Xavir marched over to take a look at the impact. Elysia had missed the centre of the ‘X’ by about half a finger-width, if that. It if had struck a person, they would have been as good as dead.
‘That is impressive.’ Xavir glanced back to Elysia, who was striding through the forest towards him with a proud look upon her face.
‘Was that you or the bow doing this?’ Xavir gestured through the air to mimic the path of the arrow.
‘A little of both,’ she said. ‘It’s clearly the source that moves the arrow, but it’s the same as any other witchstone in that it’s part me, part . . . elements, I guess.’ She pointed to the shimmering stone set into the bow. ‘This is one of the few witchstones that I am any good with. The bowstone affects the wind around the arrow and curves it to my will. Curving it is the easy part. Knowing what’s the other side of an object, a place I cannot see, that’s the difficult bit. It relies a lot on memory. And faith, I suppose, though Birgitta never likes to call it that. There are other stones that are set into arrows, which perform different tasks. Some of this
is predefined. All of it requires my will, but I have the bowstone to guide me.’

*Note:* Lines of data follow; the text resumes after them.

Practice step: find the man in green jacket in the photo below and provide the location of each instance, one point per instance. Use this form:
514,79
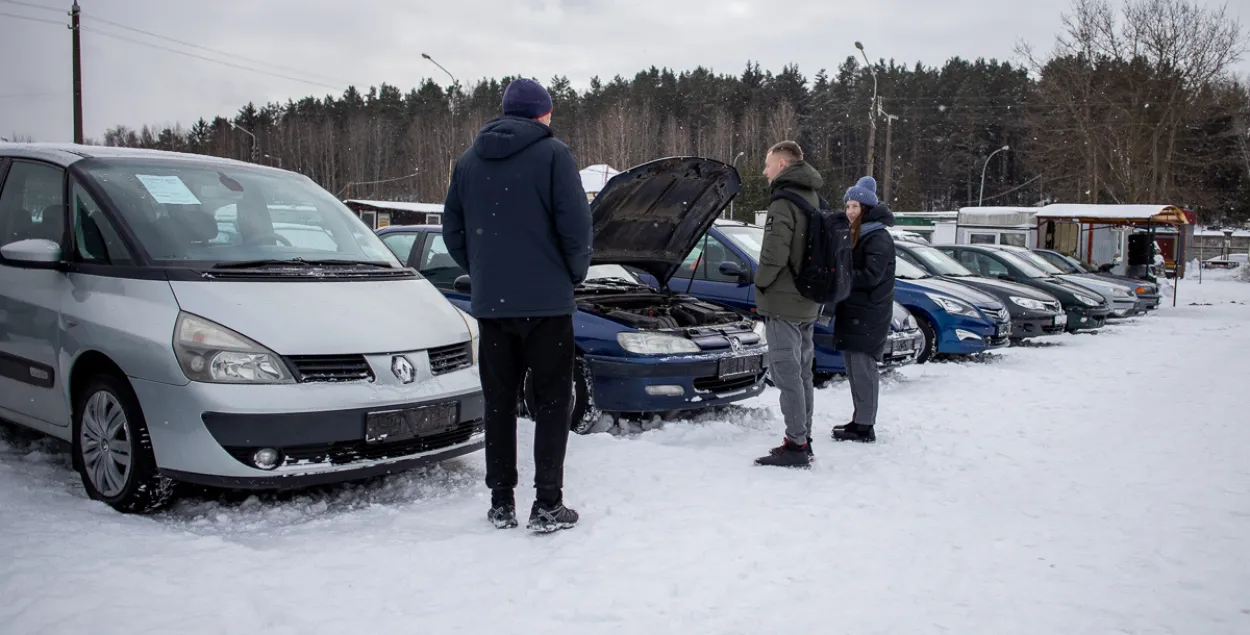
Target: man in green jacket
789,316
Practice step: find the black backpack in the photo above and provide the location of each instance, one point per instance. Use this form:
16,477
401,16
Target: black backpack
824,275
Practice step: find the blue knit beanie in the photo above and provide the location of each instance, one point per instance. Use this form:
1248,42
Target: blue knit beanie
863,191
526,98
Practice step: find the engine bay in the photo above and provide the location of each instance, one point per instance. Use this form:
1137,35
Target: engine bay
660,311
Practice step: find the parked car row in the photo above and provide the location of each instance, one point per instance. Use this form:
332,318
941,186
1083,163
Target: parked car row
189,319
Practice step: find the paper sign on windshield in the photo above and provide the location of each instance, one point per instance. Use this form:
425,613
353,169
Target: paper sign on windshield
168,190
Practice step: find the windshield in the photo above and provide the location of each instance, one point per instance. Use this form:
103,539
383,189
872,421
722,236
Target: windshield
1025,266
1040,263
906,270
940,263
611,271
198,213
748,239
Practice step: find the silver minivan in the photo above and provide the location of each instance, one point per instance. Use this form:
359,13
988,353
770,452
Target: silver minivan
155,313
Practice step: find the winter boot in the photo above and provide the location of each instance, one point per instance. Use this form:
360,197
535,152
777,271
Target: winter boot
789,455
783,446
503,510
546,518
860,433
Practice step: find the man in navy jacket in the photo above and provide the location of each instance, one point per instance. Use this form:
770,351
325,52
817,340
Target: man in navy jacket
518,221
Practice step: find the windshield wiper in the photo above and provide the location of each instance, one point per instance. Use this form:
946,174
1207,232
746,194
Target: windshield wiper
299,261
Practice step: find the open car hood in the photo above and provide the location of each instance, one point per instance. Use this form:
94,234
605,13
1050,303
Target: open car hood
651,215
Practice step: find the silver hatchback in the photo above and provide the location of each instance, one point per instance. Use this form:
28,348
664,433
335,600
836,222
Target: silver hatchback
189,319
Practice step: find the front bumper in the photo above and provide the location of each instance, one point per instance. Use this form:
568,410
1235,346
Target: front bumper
1034,325
620,384
1083,319
209,433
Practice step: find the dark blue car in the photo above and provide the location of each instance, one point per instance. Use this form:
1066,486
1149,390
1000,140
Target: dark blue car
640,349
955,319
721,268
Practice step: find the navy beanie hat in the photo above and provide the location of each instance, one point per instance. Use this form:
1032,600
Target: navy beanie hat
863,191
526,98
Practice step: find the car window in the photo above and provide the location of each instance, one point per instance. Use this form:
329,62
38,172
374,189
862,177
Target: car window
33,203
208,213
401,244
95,239
436,263
714,253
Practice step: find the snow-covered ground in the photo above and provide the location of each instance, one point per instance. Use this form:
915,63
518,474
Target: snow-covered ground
1084,484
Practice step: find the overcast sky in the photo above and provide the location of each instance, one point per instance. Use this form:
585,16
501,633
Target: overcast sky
335,43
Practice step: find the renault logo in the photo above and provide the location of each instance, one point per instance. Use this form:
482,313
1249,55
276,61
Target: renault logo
403,369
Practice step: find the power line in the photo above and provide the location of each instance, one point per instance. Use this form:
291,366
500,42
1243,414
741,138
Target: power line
43,8
31,19
106,34
211,50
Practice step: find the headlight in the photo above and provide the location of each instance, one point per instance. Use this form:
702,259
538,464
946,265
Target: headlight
954,306
474,334
655,344
761,330
1028,303
213,354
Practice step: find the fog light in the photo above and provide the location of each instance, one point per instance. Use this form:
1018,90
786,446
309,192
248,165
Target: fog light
265,459
665,390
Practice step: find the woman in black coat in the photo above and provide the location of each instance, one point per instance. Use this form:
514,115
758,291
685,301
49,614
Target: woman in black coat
863,319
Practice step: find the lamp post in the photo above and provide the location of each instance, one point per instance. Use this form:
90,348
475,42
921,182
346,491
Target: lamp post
981,196
871,110
236,126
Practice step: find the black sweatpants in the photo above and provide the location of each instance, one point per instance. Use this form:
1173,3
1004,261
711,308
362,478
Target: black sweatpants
509,346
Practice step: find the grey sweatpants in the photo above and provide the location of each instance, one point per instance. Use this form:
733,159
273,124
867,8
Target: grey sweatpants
791,354
865,381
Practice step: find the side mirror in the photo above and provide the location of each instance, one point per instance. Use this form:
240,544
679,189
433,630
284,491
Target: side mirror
33,254
733,269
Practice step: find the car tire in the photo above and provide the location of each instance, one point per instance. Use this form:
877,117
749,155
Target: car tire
929,334
113,451
584,414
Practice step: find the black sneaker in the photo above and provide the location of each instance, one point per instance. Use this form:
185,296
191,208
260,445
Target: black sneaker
503,516
545,518
781,449
789,455
865,434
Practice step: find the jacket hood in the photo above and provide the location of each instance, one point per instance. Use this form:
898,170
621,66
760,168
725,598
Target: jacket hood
799,175
651,215
506,135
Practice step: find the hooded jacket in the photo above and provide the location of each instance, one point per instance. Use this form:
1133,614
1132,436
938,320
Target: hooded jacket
516,219
785,235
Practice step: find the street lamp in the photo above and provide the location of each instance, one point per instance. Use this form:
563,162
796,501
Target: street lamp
871,110
734,164
236,126
981,198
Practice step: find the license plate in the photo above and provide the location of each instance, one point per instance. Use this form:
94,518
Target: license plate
739,366
400,425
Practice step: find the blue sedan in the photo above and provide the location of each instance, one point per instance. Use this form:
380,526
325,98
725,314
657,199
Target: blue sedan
640,349
955,319
721,268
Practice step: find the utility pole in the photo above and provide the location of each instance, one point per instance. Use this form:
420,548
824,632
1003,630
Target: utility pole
871,110
889,155
78,74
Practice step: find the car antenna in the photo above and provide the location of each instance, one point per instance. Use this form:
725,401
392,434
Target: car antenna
696,265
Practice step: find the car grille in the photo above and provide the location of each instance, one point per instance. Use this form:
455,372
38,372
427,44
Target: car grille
330,368
349,451
446,359
725,385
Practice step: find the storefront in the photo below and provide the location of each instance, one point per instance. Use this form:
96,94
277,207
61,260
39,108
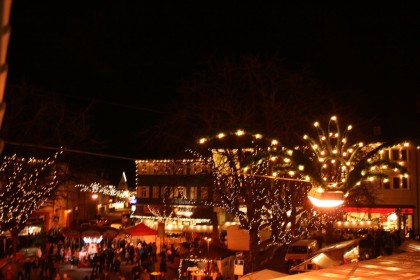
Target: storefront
385,218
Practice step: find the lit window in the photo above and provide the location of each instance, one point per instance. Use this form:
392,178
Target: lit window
405,183
396,183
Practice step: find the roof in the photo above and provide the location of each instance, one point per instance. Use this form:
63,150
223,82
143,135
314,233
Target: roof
321,257
303,242
402,266
398,266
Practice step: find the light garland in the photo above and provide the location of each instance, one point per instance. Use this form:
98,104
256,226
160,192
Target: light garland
110,190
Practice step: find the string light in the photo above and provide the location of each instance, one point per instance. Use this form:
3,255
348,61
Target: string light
27,183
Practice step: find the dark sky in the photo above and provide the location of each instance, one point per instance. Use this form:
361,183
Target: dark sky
130,55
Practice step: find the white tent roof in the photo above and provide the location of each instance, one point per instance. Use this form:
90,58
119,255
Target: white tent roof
400,266
265,274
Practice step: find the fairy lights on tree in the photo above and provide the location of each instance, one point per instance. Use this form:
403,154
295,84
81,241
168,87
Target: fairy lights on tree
26,184
265,185
251,194
330,162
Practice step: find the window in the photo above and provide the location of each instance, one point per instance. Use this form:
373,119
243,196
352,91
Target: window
405,183
396,182
144,169
404,154
193,193
395,154
155,190
143,192
181,193
385,155
204,193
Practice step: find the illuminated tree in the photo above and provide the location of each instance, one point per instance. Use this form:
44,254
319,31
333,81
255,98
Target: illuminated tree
267,186
257,200
26,184
329,162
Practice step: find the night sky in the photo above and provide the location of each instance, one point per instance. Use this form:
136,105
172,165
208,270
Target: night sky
130,55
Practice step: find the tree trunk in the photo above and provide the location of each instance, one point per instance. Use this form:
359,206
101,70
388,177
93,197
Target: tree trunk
15,235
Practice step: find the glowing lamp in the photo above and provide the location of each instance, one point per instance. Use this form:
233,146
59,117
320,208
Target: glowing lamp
321,198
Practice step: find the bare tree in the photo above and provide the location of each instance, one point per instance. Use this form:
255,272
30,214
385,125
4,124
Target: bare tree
26,185
256,199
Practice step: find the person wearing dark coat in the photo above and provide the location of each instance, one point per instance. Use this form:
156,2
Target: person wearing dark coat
163,269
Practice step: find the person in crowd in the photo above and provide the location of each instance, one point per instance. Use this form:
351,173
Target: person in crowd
163,269
136,271
145,275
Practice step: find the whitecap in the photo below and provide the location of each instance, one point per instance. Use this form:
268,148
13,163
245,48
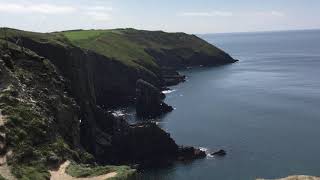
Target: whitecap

‘This is useful,’ Xavir said thoughtfully. ‘Very useful. Can you use other weapons?’
‘I have trained a little with sword, and was reasonably adept – although I have no way of measuring that as there was no one to fight against, other than Birgitta, and she kept saying she wasn’t as fast as she used to be.’
‘Sword.’ Xavir nodded. ‘Good. I can help tutor you further if you wish. Anything else?’
‘I tried an axe when I was twelve summers, but that was too heavy for me to use. I enjoy the bow the most.’
‘What other magics can you perform?’
‘That’s not really my . . .’ She paused. ‘Look, as much as I’d like to say I am one of the most talented sisters there ever was, I’m not. Sorry. The sisterhood hated me and I didn’t like them.’
‘Well that’s something we have in common, then.’ Xavir said with a sardonic twist to his lips. ‘And I also was never that good at studying, but I knew my way around a blade.’
‘Birgitta knew I could not be bothered with learning from books either, so she taught me these ways. She claimed that they were more ancient arts, and that once, many ages ago, this is how the sisters might have been. Warrior covens who moved around the woodlands.’
‘Is that true?’ He hoped it was. Something stirred within him.
‘I don’t know. I’m just going by what Birgitta has told me, but I preferred these lessons to sitting at a desk.’
‘It is a more practical life, certainly.’ Xavir could only assess her in terms of her value to his expedition, and he knew that wasn’t the right thing to do. But first and foremost he was a military man – he had no idea how to be a father.
For a while both of them stood there, the conversation having petered out.
Eventually, Elysia said, ‘What are we all doing here, in Burgassia? Birgitta has only told me so much, but I don’t really think she had a plan other than getting to this place.’